The invention provides a method for improving the yield of Halofax mediterranei fermentation polyhydroxyalkanoate. In the invention, by establishing an electromagnetic field device and applying the electromagnetic field device to the outside of a fermentation system taking H.mediterranei as inoculum, the size of the electromagnetic field is 110mT, the absorption of the H.mediterranei to a substrate and the metabolism of PHA are stimulated, the utilization rate of the H.mediterranei to the substrate carbon source is improved by 22.4%, and the content of PHA in H.mediterranei cells reaches 76.7%, and is improved by 20.8%. The invention can improve the PHA yield of H.mediterranei and reduce the production cost of PHA.

Description

Method for increasing yield of Halofax mediterranei fermentation polyhydroxyalkanoate
Technical Field
The invention provides a method for improving the yield of Polyhydroxyalkanoates (PHAs) produced by fermenting Halofax mediterranei (H.mediterranei). The invention belongs to the field of biological fermentation, and particularly relates to production of polyhydroxyalkanoate.
Background
PHA is a high molecular polymer synthesized intracellularly by a microorganism under conditions of unbalanced growth and metabolism. The PHA has special properties such as biodegradability, biocompatibility and the like, so that the PHA has wide application prospects in the fields of food, medicine, industry, agriculture and the like, and can be particularly used as an ideal substitute of petroleum-based plastics.

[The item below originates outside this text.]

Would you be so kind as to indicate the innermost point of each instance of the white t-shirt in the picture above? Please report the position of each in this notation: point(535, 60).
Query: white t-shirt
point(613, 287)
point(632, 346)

As an extremely halophilic archaea, h.mediterranei has a better PHA accumulation capacity. In the fermentation process, the fermentation conditions are industrially optimized to improve the content of PHA cells, thereby improving the production efficiency of PHA and reducing the production cost of PHA. For example, patent application No. CN108103114A, by changing the concentration of NaCl in the fermentation broth, promoted the production of PHA by h.mediterranei, increasing the content of PHA from 57% to 71%. Furthermore, patent application No. CN103451201A knock out the exopolysaccharide synthetic gene in the H.mediterranei genome by means of gene editing, so that one protein function expressed by the exopolysaccharide synthetic gene cluster is deleted, the EPS secretion is reduced, and the PHA content in the H.mediterranei is increased by 20%. The PHA synthase gene maoC was synthesized by gene editing in patent application No. TW1395814B1H13Thus improving the activity of PHA synthase and promoting the production of PHA by extremely halophilic archaea. However, increasing PHA cell content of h.mediterranei by gene editing methods has problems of high operation precision, great difficulty, high medicament cost and high strain maintenance cost, etc.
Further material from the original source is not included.